Certes nous ne regrettons pas l'absence de quelques touristes irrespectueux et il y a déjà eu tant de mélanges que dans certaines villes la pluralité est restée forte. Mais pour la première fois depuis des lustres, la magie n'était plus là.


Cette muselante expérience montre la nécessité des langues non natales : elles sont une autre façon de parler, d'écrire, d'écouter, de lire et surtout de penser, afin de faire reculer l'ignorance et la bêtise.

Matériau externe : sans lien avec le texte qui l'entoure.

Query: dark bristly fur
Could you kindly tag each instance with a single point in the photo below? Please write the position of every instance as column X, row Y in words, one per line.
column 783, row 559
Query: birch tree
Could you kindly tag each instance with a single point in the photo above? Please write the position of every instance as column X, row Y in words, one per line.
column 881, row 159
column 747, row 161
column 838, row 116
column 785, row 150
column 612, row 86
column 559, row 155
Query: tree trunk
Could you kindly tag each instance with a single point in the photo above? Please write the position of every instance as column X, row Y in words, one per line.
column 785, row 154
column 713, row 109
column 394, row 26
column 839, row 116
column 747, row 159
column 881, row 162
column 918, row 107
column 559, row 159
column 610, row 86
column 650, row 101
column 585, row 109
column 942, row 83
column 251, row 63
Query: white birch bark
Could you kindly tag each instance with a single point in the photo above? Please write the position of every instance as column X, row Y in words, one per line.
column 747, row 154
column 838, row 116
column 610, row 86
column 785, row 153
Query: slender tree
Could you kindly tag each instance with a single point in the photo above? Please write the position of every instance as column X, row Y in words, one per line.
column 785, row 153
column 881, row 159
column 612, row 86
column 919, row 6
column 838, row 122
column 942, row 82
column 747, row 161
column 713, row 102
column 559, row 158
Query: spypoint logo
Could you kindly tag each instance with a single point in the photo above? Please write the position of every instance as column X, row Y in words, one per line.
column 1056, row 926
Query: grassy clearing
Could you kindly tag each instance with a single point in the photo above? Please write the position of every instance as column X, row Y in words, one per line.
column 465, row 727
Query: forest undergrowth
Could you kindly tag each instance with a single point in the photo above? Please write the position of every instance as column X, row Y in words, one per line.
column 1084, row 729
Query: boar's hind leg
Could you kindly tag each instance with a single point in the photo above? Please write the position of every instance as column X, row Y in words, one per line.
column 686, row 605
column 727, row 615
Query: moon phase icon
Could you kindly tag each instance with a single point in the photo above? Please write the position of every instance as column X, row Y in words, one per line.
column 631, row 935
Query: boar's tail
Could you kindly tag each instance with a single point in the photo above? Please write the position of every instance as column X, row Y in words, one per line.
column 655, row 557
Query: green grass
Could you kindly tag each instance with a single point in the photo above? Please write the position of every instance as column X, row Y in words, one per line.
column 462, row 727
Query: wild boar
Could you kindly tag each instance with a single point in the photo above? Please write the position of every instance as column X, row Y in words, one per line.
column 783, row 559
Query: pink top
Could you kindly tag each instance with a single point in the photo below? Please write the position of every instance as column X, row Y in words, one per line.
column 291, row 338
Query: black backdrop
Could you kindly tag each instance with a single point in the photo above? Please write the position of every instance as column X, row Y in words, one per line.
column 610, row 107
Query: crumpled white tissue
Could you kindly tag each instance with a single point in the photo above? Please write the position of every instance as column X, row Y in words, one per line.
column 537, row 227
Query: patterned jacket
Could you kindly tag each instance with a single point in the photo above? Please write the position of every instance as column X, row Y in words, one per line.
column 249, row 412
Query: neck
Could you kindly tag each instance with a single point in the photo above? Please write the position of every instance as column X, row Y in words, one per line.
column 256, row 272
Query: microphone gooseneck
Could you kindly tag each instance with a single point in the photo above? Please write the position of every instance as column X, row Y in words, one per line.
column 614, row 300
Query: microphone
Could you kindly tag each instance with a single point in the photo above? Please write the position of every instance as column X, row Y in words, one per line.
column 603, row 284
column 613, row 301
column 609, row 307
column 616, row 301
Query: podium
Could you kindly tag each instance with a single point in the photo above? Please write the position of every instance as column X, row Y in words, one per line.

Pour que jamais les voix étrangères ne se taisent, il nous faut les accueillir et chercher à les comprendre. Sinon, nous risquons de perdre le plus beau des langages : celui qui n'a pas toujours besoin de mots. Qui se dit avec des gestes, avec le cœur. Une langue universelle garante de la survie de notre espèce : celle de l'amour.

                                                                                    2021

Illustration:  sculpture de la déesse Baâlat

Musique: Pink Floyd, Keep talking.                                             

  • me rappelle " Le pont aux 3 arches " d'Ismaïl Kadaré

    · Il y a presque 3 ans ·
    Photo

    Susanne Derève

    • Flatté de la comparaison. Effectivement une langue est un pont entre deux cultures.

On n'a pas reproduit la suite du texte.